The Transportation Department has proposed a package of new rules that would make it easier for Americans to get refunds when there are problems with air travel.
The DOT said it has received a “flood” of complaints from travelers who had their plans disrupted by the COVID-19 and pandemic-related fallout, and lost money due to non-refundable ticket purchases.
The new rules will give people the right to a cash refund – not a voucher – “if the airline cancels or significantly changes their flight.”
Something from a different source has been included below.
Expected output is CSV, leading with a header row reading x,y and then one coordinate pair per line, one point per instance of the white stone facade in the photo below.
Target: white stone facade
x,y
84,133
“Significant change” is defined by the DOT as:
- Anything that affects the departure or arrival time by three hours (or more) on domestic flights and six hours (or more) on international flights
- Changes to which airport your flight departs or departs from
- Changes to the number of connections in your itinerary
- If your aircraft type changes and “it causes a significant reduction in the air travel experience or the facilities available on the aircraft”
Under the new rules, you will also be eligible for a voucher if you cancel your flight for reasons related to the pandemic. These reasons may include:
- New government travel restrictions
- closed border
- Situations where passengers are advised not to travel for health or the health of others
These vouchers do not need to have an expiration date, the DOT said.
“When Americans buy an airline ticket, they want to get to their destination safely, reliably, and affordably,” said US Transportation Secretary Pete Buttigieg. DOT announcement. “These new proposed rules will protect travelers’ rights and help them get the refunds they deserve from airlines.”
The rule, which was proposed on Aug. 3, is open for public comment for 90 days. After the public comment period ends, the proposal may be modified before the final rule is adopted and put into effect.
Lawmakers too Bill was introduced on Monday which would codify the proposed DOT rules. The Cash Refunds for Flight Cancellations Act goes further than the DOT proposal by giving travelers the option to get a refund as long as they cancel their flight 48 hours before departure, which Hill reported.